コーティング屋は廃れていくのか?(5/2)
◆ 3年耐久とか5年耐久を謳うボディコーティングがある。いずれも年に1〜2回のメンテナンスが必要だとしている。メンテナンスの理由は色々あるのだが、コーティング表面に付いた汚れを落とすとか、コーティング材の変質を予防するとか、コーティング膜の保護剤を塗るとか。

◆ そもそもボディコーティングは汚れを寄せ付けないとか、皮膜が固いので傷付きを防ぐとか、耐久性が高いから何年も効果が持続するとか、汚れが落ちやすいので水洗いで十分だと謳われている。こうした謳い文句を否定するのがメンテナンスの必要性だ。

◆ これに対してコーティング屋は、ウチのコーティングはノーメンテナンスで良いとは言っていないとか、どんなものでもメンテナンスしなければ劣化するものだという。いや、だったら高耐久コーティングではなくて普通のワックスで良いんじゃないの?どうせ1年ごとにメンテナンスするというのだったら。
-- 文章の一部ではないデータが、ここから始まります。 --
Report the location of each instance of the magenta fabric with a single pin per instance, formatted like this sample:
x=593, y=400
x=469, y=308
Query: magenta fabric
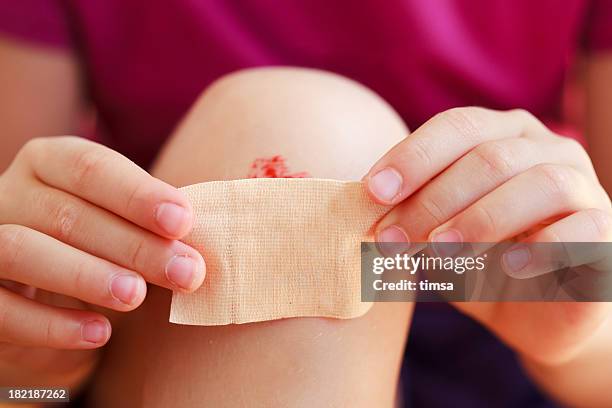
x=146, y=61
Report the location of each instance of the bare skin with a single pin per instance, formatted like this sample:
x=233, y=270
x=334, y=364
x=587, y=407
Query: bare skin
x=56, y=110
x=291, y=362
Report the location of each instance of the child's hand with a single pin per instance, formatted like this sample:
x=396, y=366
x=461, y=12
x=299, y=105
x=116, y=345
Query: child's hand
x=476, y=175
x=80, y=221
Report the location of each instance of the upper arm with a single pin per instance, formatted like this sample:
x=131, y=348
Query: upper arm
x=599, y=115
x=40, y=94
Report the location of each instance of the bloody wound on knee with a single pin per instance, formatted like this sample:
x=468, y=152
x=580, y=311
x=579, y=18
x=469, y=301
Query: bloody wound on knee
x=273, y=167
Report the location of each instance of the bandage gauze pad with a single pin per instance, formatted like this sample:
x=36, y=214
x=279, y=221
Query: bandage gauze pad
x=277, y=248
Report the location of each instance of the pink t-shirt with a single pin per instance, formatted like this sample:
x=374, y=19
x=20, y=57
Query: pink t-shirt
x=146, y=61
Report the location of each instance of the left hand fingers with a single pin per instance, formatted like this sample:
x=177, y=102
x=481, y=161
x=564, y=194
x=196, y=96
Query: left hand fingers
x=493, y=163
x=542, y=193
x=439, y=143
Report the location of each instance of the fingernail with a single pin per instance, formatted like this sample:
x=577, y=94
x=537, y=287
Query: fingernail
x=392, y=240
x=386, y=184
x=516, y=259
x=94, y=331
x=447, y=243
x=124, y=288
x=171, y=218
x=181, y=270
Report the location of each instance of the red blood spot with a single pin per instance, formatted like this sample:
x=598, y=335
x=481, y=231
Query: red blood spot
x=273, y=167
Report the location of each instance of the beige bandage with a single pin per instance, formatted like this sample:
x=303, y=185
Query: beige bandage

◆ 高耐久コーティングに25万円(ディーラ価格)をかけ、毎年のメンテナンスに5万円をかけてどこがお得なのか。従来はガラスコーティングこそ最高だと言われてきたが、最近はセラミックコーティングなのだそうだ。言い方は変わったが中身的には同じで、無機ガラスをセラミックと呼んでいるに過ぎない。まあガラスコートは有機ガラス(アクリル)もガラスと呼ばれるわけだから、それとの区別もあるのだろう。

◆ 某コーティング屋に言わせると、ガラスコートとセラミックコートは材料は同じだが、ボディへの密着強度が違う、耐久性が違う、皮膜の厚さが違うそうだ。これも能書きでは定期メンテナンスが必要とは書かれていないが、施工後に渡される注意書きには、最低でも年に1度のメンテナンスが必須であると記されているとか。

◆ コーティング産業がオカルトとは言わないのだが、昔のポリマーコートから現在のセラミックまで、時代と共にその内容は変わってくるのだが、耐久性だとか防汚性が極端に変わった感じはしない。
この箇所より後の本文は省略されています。